Editor's Log

July 2002 Issue

With Help Like This

Before you go out of your way to make life easier, make sure your help is truly needed

File this one under “Pilot as good guy, sometimes to a fault.”

I like to help out controllers when I can. If the departure end of the airport is stacked with departures while I’m making a leisurely VFR approach, I’m quick to volunteer to extend downwind to let a couple of airplanes out. If I’m in a slow airplane approaching final in front of a fast one, I’ll offer to take a vector or turn to put me behind the other airplane.

While there are a lot of pilots who share this attitude, some take helpfulness to counterproductive extremes.

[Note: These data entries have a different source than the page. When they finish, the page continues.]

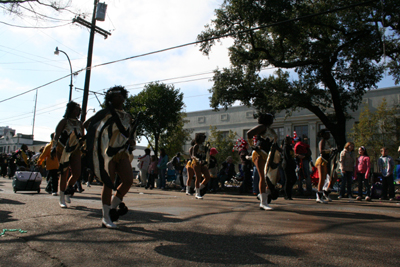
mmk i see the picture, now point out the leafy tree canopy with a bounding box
[197,0,400,149]
[152,113,192,159]
[207,126,240,166]
[349,98,400,169]
[125,82,185,157]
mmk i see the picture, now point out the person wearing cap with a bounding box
[208,148,219,193]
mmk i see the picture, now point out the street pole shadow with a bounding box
[116,225,295,265]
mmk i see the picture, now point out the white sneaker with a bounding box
[316,192,327,204]
[195,188,203,199]
[186,187,192,196]
[86,182,91,187]
[259,193,273,210]
[59,191,67,208]
[102,205,117,229]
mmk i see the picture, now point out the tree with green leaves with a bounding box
[125,82,185,157]
[207,125,239,166]
[153,113,192,159]
[350,98,400,168]
[197,0,400,150]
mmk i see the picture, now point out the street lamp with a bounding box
[54,47,73,102]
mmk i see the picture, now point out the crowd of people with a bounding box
[2,88,399,228]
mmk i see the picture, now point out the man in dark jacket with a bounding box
[219,156,236,190]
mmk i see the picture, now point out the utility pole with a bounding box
[81,0,98,122]
[76,0,111,122]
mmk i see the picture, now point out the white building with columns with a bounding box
[183,86,400,158]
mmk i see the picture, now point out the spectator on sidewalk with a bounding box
[157,148,168,190]
[146,155,158,189]
[378,147,395,201]
[208,148,219,193]
[339,142,355,199]
[37,133,60,196]
[138,148,151,187]
[219,156,236,190]
[355,146,371,201]
[294,137,312,196]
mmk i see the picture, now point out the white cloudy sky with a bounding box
[0,0,397,144]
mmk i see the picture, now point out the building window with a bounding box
[273,127,285,144]
[242,129,250,139]
[246,111,254,118]
[221,131,229,140]
[198,116,205,123]
[220,114,229,121]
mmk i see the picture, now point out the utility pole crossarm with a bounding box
[73,16,111,39]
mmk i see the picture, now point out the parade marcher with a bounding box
[315,129,337,203]
[190,133,211,199]
[339,142,355,199]
[247,113,277,210]
[355,146,371,201]
[85,85,139,228]
[51,101,84,208]
[37,133,60,196]
[185,140,196,195]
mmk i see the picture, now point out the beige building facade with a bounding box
[183,86,400,159]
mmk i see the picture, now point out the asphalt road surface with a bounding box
[1,178,399,267]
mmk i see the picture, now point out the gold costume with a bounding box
[92,109,133,188]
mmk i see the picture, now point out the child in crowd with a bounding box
[146,155,158,190]
[378,147,395,201]
[355,146,371,201]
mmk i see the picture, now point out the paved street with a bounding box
[1,177,399,267]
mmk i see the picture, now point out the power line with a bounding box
[0,20,72,29]
[0,0,377,105]
[17,4,72,22]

I was transitioning some busy airspace recently when a pilot called the tower, reporting “inbound from the southwest.” The controller asked his position relative to a prominent landmark and he said he was a mile southwest of it.

That was apparently enough for the controller to identify the airplane on the D-BRITE, but the pilot, whose radio manners suggested he doesn’t get out much, insisted that he needed to ident so the controller could positively identify him. The controller said, thanks, but I’ve got you. The pilot persisted until, despite several assurances from the controller that the airplane was identified, the pilot reported identing his transponder.

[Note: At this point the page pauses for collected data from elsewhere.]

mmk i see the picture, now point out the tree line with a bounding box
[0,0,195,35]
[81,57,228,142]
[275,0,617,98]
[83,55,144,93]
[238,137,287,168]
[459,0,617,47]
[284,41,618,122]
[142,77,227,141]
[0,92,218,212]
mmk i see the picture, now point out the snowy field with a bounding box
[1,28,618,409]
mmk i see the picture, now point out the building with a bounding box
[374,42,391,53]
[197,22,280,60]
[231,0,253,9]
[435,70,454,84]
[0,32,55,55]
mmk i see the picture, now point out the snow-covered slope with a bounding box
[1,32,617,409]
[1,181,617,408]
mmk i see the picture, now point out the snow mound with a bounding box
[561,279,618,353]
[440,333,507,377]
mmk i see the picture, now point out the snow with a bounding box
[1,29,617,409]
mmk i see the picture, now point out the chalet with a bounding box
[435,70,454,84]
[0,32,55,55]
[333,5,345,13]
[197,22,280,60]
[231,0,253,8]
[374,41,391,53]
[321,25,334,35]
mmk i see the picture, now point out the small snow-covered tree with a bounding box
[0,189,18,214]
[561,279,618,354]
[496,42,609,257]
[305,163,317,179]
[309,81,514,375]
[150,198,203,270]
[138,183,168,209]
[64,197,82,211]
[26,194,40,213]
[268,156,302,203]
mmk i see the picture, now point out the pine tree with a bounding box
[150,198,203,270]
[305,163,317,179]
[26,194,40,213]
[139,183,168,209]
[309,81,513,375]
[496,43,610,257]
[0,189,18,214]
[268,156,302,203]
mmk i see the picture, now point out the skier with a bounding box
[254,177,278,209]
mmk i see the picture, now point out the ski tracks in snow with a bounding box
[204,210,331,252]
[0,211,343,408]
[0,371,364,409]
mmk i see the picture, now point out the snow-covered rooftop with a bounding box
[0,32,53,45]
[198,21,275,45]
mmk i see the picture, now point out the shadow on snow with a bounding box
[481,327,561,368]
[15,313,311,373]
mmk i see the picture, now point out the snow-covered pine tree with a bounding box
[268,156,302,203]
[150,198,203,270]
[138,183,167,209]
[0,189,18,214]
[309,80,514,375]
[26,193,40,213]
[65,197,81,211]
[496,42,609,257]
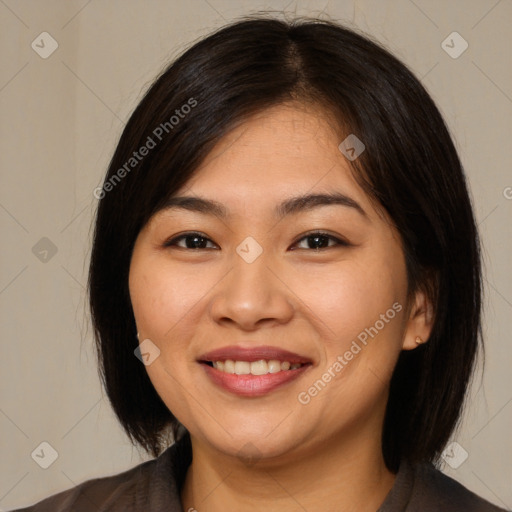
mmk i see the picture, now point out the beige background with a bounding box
[0,0,511,510]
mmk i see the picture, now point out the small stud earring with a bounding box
[136,332,139,340]
[415,336,423,344]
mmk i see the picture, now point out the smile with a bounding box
[197,345,313,396]
[208,359,304,375]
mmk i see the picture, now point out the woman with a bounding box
[13,15,508,512]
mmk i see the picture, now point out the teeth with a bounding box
[211,359,304,375]
[234,361,251,375]
[268,360,281,373]
[250,360,268,375]
[224,360,235,374]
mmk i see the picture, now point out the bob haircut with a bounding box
[88,15,482,472]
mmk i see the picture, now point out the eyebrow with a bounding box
[161,191,368,220]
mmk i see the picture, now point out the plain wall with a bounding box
[0,0,511,509]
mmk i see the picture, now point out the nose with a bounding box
[208,248,294,331]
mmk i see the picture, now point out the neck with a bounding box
[180,426,396,512]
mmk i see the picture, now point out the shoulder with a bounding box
[409,462,509,511]
[10,432,191,512]
[9,456,158,512]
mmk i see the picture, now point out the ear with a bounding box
[402,289,434,351]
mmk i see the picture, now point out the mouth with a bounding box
[201,359,307,375]
[197,346,313,397]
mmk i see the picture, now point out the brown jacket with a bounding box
[10,432,510,511]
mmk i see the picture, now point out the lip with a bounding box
[201,362,311,397]
[197,345,313,364]
[197,345,313,397]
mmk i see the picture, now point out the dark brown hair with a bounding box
[88,15,482,472]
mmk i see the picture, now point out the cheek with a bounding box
[130,260,209,339]
[294,255,405,346]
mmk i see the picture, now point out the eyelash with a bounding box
[163,231,349,251]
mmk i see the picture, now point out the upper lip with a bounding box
[198,345,313,364]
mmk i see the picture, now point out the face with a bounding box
[129,103,428,464]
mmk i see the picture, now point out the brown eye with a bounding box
[291,231,349,251]
[164,232,218,250]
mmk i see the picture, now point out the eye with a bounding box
[291,231,349,251]
[163,230,349,251]
[164,232,218,250]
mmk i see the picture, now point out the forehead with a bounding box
[173,103,367,205]
[147,102,395,234]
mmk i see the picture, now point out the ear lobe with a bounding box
[402,290,435,351]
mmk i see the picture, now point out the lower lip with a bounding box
[201,363,311,397]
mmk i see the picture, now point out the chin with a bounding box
[190,419,310,464]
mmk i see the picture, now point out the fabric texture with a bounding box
[11,431,509,511]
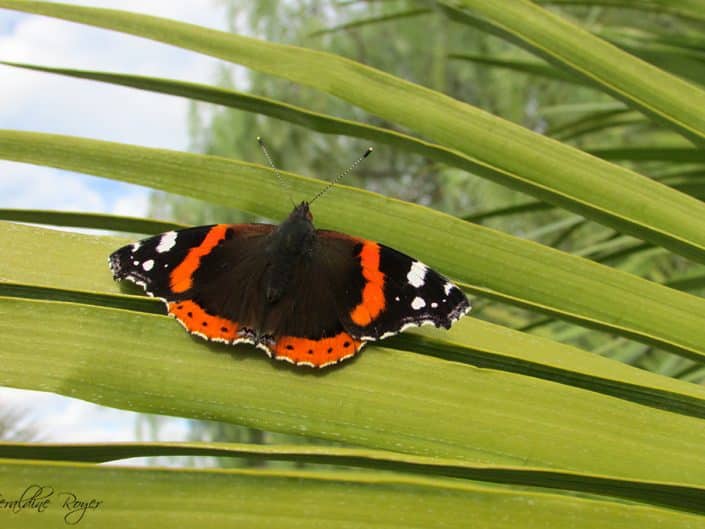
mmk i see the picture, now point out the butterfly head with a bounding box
[272,201,315,256]
[290,200,313,223]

No harm, no foul, but the controller’s attitude toward this airplane was condescending, if not downright hostile, for the remainder of the flight.

Fast forward another week. I was departing Orlando Executive and heard an incoming VFR airplane making initial contact with the tower. He reported “inbound over Florida State University with information Mike.”

Not all controllers are whizzes at geography, but this one was sharp and knew that the pilot either was mistaken or had an extremely powerful radio, since Florida State University is about 200 miles away in Tallahassee. He asked the pilot to say direction and distance from the airport. The pilot responded again that he was flying “right over the top now of Florida State University.”

The controller, probably suspecting the pilot meant the nearby University of Central Florida, asked if the airplane was northeast of the airport. The pilot responded, “right over the top of Florida State University.”

This persisted for what constitutes an eternity in frequency time, with the pilot responding to each question on his location with a reference to the wrong location. If the controller was playing with the pilot’s head, he was good at it, because finally he said, “Cessna 34A, I guess you’re over some school somewhere. Just fly to the airport and let me know when you get here.”

Unfortunately, it was then time for me to make a frequency change and I didn’t get to hear the rest of the flight.

Most adults have learned what these two pilots failed to recognize – help ain’t help if it confounds the other person.